# Sticky  Rock Drilling 101



## 00nothing

Some people were interested with the towers i have built for my tank and asked me to document it and since a friend of mine was wanting me to build him one out of my leftever rock here is a quick pictured DIY tutorial

1. Tools Needed
First thing u are going to need will be the drill bit and drill, I used a regular masonry bit that was rated for stone only because it was the cheapest and i didnt want to spend a lot of money for a project that I wasnt sure would work. I reccomend at least a good powered corded drill for doing this some people reccomend a hammer drill to make the job even easier ( For the pics i was using a 12v firestorm cordless not ideal for doing this job). For the support rod i used 3/4 pvc piping it was cheap and easy to get some people use acrylic rod which in my area would have been slightly tougher to find and undoubtedly more expensive, I say use whatever u feel comfortable with
*note: 3/4 masonry bit is smaller than the outside diameter of 3/4 pvc so some reaming of every hole i drilled was required this was quite simple by jsut twisting the bit around in the hole










2. Selecting the rock
(I kinda jumped the gun and started drilling before i remembered i was supposed to document it) Try to find pieces that appear like they might fit together is some way i.e... (this crack lines up with that ridge, that sort of thing). Once you have your pieces picked out try to dry fit them together to get a general idea of what the completed pile should look like, you may need a second set of hands for this step.










3. Drilling and Assembly
When drilling start with your base piece (you are best to choose a heavy flat bottomed piece as this will dictate the stability of the whole structure) making sure you have it sitting on a flat surface start drilling u will find that the first part of the rock will be a little tough to get through but jsut let the drill do the work go slowly once u crack through the surface it gets a lot easier (at least with my rock it did), have a piece of your support rod handy and make sure it is cut to jsut slightly longer than the height of your finshed stack you can trim it back later.
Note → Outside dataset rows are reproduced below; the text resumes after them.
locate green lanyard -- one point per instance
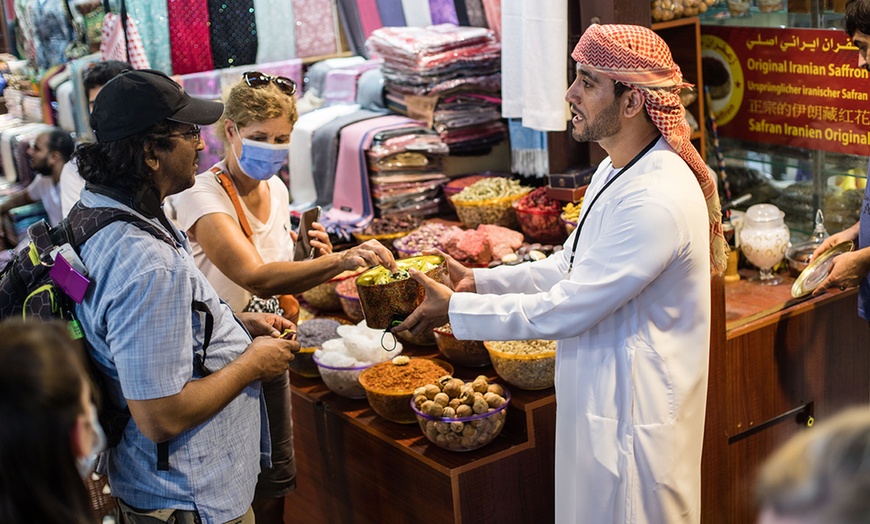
(634, 160)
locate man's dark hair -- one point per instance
(857, 17)
(120, 164)
(62, 142)
(102, 72)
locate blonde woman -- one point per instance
(244, 245)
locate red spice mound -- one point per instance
(390, 377)
(469, 246)
(502, 235)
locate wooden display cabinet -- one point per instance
(354, 466)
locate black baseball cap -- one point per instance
(134, 101)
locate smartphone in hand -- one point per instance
(303, 243)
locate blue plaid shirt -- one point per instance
(137, 316)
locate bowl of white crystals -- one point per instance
(359, 347)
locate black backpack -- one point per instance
(27, 289)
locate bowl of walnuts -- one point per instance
(458, 415)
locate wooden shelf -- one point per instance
(354, 466)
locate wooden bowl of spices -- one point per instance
(387, 296)
(390, 385)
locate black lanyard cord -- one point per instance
(633, 161)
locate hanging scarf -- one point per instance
(640, 59)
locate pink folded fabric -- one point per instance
(315, 27)
(352, 199)
(492, 8)
(189, 36)
(369, 16)
(443, 12)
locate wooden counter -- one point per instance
(354, 466)
(774, 363)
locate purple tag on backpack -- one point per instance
(73, 283)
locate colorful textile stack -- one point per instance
(448, 76)
(406, 171)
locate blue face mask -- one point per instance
(260, 160)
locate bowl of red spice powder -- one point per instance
(390, 385)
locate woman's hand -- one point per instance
(369, 253)
(265, 324)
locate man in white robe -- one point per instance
(628, 298)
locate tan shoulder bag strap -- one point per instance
(228, 186)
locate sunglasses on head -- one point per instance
(257, 79)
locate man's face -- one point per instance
(92, 95)
(40, 157)
(177, 168)
(595, 107)
(862, 42)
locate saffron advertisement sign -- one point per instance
(795, 87)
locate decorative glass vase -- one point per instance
(764, 240)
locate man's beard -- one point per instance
(605, 125)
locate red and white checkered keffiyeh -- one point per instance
(637, 57)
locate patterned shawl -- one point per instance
(640, 59)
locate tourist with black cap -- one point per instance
(187, 369)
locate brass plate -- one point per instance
(815, 273)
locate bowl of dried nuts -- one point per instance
(390, 385)
(526, 364)
(458, 415)
(489, 201)
(470, 353)
(386, 296)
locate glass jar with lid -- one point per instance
(764, 239)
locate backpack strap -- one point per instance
(84, 222)
(230, 188)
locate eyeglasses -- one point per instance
(256, 79)
(195, 133)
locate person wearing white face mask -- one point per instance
(49, 433)
(237, 217)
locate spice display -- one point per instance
(489, 201)
(458, 184)
(471, 353)
(385, 296)
(387, 229)
(349, 297)
(538, 215)
(571, 211)
(526, 364)
(341, 360)
(389, 387)
(424, 237)
(312, 333)
(391, 224)
(527, 252)
(458, 415)
(323, 297)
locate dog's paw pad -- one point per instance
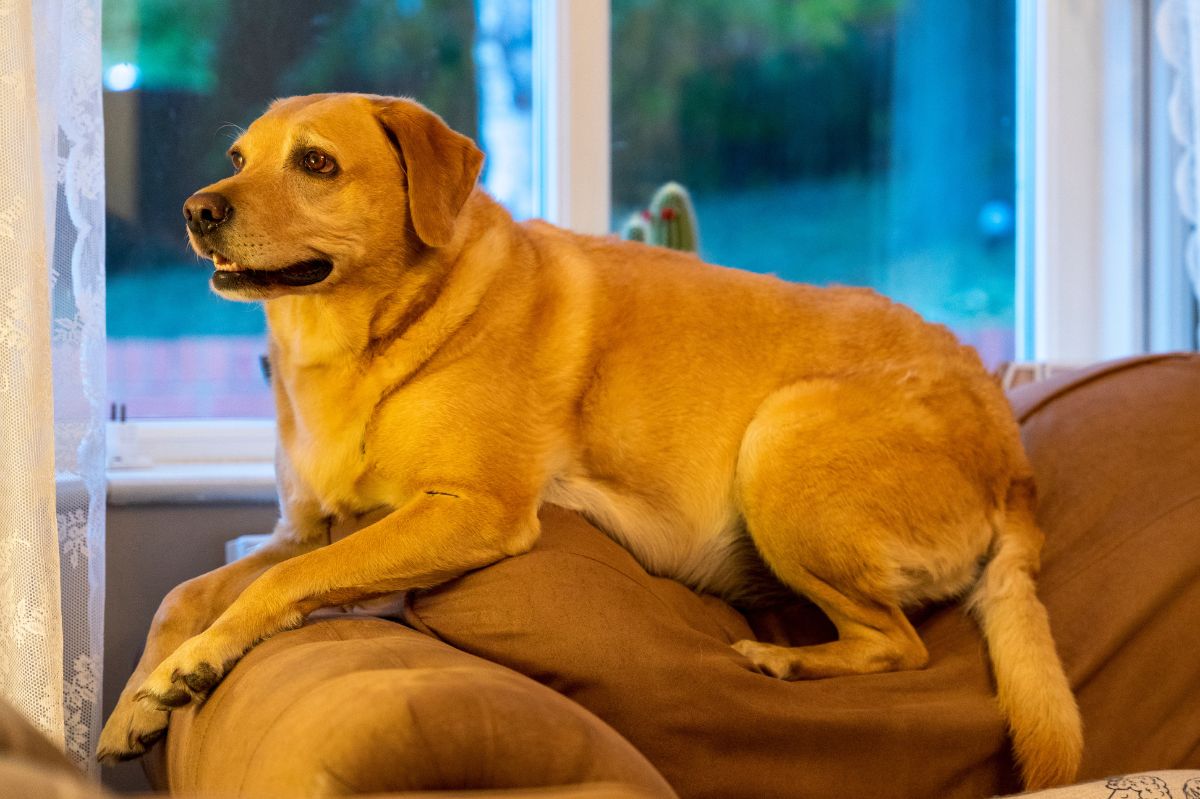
(768, 659)
(202, 678)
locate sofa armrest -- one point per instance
(365, 706)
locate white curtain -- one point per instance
(1179, 35)
(52, 367)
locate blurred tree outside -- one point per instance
(864, 142)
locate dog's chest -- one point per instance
(328, 444)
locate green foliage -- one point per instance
(670, 221)
(166, 40)
(705, 88)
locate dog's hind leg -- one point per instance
(850, 503)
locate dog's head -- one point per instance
(330, 190)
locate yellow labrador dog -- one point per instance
(449, 370)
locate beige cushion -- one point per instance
(366, 706)
(1117, 457)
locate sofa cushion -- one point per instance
(1117, 457)
(366, 706)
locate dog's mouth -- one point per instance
(231, 276)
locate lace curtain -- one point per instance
(52, 368)
(1179, 35)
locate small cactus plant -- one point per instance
(670, 221)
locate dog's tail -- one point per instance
(1031, 685)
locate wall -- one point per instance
(151, 548)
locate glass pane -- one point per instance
(183, 77)
(857, 142)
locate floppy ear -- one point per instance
(442, 167)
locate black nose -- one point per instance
(205, 210)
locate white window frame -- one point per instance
(1099, 270)
(1099, 239)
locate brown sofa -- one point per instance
(646, 691)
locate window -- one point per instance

As you are drilling keep checking the angles and depth of your hole using the support rod.










Once you have the base done continue on to your next pieces fitting them one at a time getting an idea of how you want it to look but at the same time performing the most important step in this whole thing, balancing the rock so that the end structure does not become unstable. by extending one rock this way and another rock that way it is very easily achieved



















Once you get to the end you will have some pvc left sticking out at this point u can either cut it back so that it is slightly shorter thanthe structure or you can creat a cap piece (For this project i decided to use a cap)
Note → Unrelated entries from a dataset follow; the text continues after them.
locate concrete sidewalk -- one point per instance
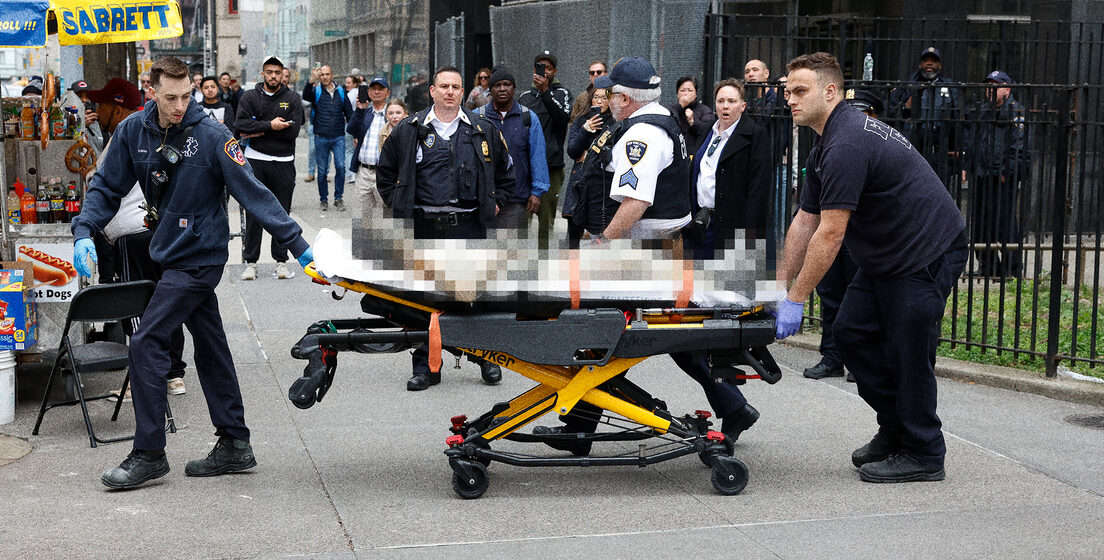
(362, 474)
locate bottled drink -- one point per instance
(72, 201)
(13, 208)
(42, 205)
(57, 202)
(27, 210)
(27, 122)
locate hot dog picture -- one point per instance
(48, 268)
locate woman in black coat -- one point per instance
(731, 172)
(694, 118)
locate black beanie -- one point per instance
(500, 74)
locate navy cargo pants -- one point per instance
(887, 330)
(183, 296)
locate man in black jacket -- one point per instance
(448, 170)
(269, 116)
(551, 102)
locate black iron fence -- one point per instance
(1022, 162)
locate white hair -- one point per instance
(638, 95)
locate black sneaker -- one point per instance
(580, 447)
(880, 447)
(824, 370)
(423, 381)
(736, 423)
(229, 455)
(491, 372)
(138, 467)
(901, 467)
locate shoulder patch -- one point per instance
(635, 149)
(234, 151)
(627, 179)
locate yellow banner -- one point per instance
(115, 21)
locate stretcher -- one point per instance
(575, 349)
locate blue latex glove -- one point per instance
(306, 257)
(788, 318)
(83, 250)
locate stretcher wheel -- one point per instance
(470, 486)
(729, 476)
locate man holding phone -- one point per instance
(365, 126)
(551, 102)
(269, 116)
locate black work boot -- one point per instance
(422, 381)
(824, 370)
(734, 424)
(138, 467)
(901, 467)
(491, 372)
(229, 455)
(881, 446)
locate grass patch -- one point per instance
(1017, 314)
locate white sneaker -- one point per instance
(177, 386)
(283, 272)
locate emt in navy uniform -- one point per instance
(184, 162)
(448, 170)
(867, 186)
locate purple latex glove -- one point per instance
(788, 318)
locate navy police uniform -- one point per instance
(909, 241)
(190, 243)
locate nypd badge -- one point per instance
(635, 149)
(234, 151)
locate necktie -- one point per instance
(712, 145)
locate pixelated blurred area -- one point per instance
(505, 267)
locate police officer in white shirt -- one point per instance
(649, 158)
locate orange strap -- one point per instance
(435, 342)
(574, 280)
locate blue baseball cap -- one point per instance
(629, 72)
(931, 51)
(998, 76)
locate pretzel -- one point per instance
(81, 158)
(48, 268)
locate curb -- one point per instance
(1025, 381)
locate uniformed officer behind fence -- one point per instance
(864, 180)
(184, 164)
(448, 171)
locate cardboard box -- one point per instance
(19, 313)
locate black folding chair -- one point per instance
(104, 303)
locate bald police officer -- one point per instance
(866, 182)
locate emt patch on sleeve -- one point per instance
(627, 179)
(234, 151)
(634, 150)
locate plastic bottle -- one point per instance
(72, 201)
(42, 205)
(27, 122)
(27, 210)
(57, 202)
(13, 208)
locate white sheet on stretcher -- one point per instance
(468, 271)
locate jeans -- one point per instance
(325, 147)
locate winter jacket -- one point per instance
(193, 229)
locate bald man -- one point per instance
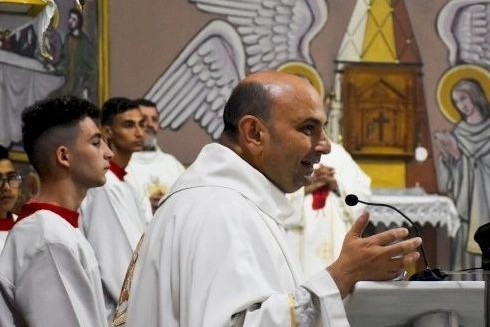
(215, 253)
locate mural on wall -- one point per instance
(251, 36)
(463, 97)
(69, 65)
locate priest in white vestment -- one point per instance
(321, 219)
(215, 253)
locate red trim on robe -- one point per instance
(117, 170)
(31, 207)
(319, 198)
(7, 223)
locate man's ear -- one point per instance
(63, 156)
(252, 132)
(106, 132)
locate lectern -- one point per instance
(389, 304)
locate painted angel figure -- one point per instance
(251, 36)
(464, 164)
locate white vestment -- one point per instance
(49, 275)
(215, 254)
(113, 222)
(6, 225)
(316, 236)
(150, 172)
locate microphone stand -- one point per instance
(482, 237)
(427, 274)
(486, 279)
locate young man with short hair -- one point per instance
(10, 182)
(49, 275)
(112, 218)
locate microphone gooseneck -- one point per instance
(427, 273)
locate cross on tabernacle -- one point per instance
(380, 121)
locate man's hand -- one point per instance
(379, 257)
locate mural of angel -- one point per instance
(463, 26)
(464, 163)
(253, 35)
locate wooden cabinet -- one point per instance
(380, 109)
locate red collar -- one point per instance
(7, 223)
(117, 170)
(31, 207)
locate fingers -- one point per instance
(359, 225)
(390, 236)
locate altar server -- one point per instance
(151, 171)
(215, 252)
(111, 216)
(10, 182)
(321, 220)
(49, 275)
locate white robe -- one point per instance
(113, 222)
(49, 275)
(151, 171)
(5, 227)
(216, 248)
(316, 236)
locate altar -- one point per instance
(436, 215)
(400, 303)
(432, 209)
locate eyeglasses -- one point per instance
(13, 180)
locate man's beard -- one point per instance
(150, 144)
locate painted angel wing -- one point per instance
(464, 26)
(200, 80)
(272, 31)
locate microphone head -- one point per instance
(351, 200)
(482, 237)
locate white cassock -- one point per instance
(113, 222)
(49, 275)
(150, 172)
(215, 254)
(6, 225)
(316, 236)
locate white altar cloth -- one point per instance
(422, 209)
(389, 304)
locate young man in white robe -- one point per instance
(151, 171)
(112, 218)
(321, 220)
(215, 252)
(10, 182)
(49, 275)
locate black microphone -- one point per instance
(427, 274)
(482, 237)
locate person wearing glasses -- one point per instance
(10, 182)
(49, 275)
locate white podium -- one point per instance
(390, 304)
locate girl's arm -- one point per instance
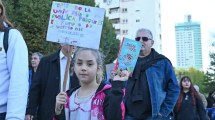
(114, 108)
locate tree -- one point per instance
(109, 45)
(210, 74)
(32, 16)
(195, 75)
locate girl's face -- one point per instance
(186, 83)
(86, 67)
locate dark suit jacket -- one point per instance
(46, 86)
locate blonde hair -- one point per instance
(3, 17)
(99, 60)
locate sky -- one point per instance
(173, 11)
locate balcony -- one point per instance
(114, 15)
(116, 25)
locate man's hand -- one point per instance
(29, 117)
(60, 101)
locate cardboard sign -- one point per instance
(128, 55)
(109, 69)
(75, 24)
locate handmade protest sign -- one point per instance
(109, 69)
(127, 56)
(75, 24)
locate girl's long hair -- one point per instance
(3, 18)
(193, 93)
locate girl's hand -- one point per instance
(120, 76)
(29, 117)
(60, 101)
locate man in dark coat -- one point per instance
(46, 84)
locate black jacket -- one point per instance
(45, 87)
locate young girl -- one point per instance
(93, 99)
(189, 105)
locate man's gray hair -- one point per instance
(144, 30)
(38, 54)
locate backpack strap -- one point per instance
(5, 38)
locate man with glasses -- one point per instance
(152, 91)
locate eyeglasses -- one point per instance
(143, 38)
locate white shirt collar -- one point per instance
(62, 56)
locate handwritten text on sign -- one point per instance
(75, 24)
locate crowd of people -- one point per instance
(151, 93)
Now just take it all apart paying close attention to how you had it put together give it a rinse to remove all the excess dust and mud (note this project will cause your tank to go cloudy when u put it back in but the cloudiness only lasted a few hrs in my tank) Now reassemble in the tank and voila u have yourself a beautiful rock feature that will ahve people guessing what kind of glue you used to stick it together










For more pics feel free to visit my photobucket page
http://photobucket.com/albums/0603/00nothi...0drilling/?sc=5


----------



## NTcaribe

nice job, this needs to be pinned


----------



## 00nothing

NTcaribe said:


> nice job, this needs to be pinned


Hey kev and yes that is your rock u likes


----------



## Raptor

Yes it does Looks very cool 0nothing! I am planing something similar. Nice work there!


----------



## Fresh2salt

DAmn thats awesome idea !


----------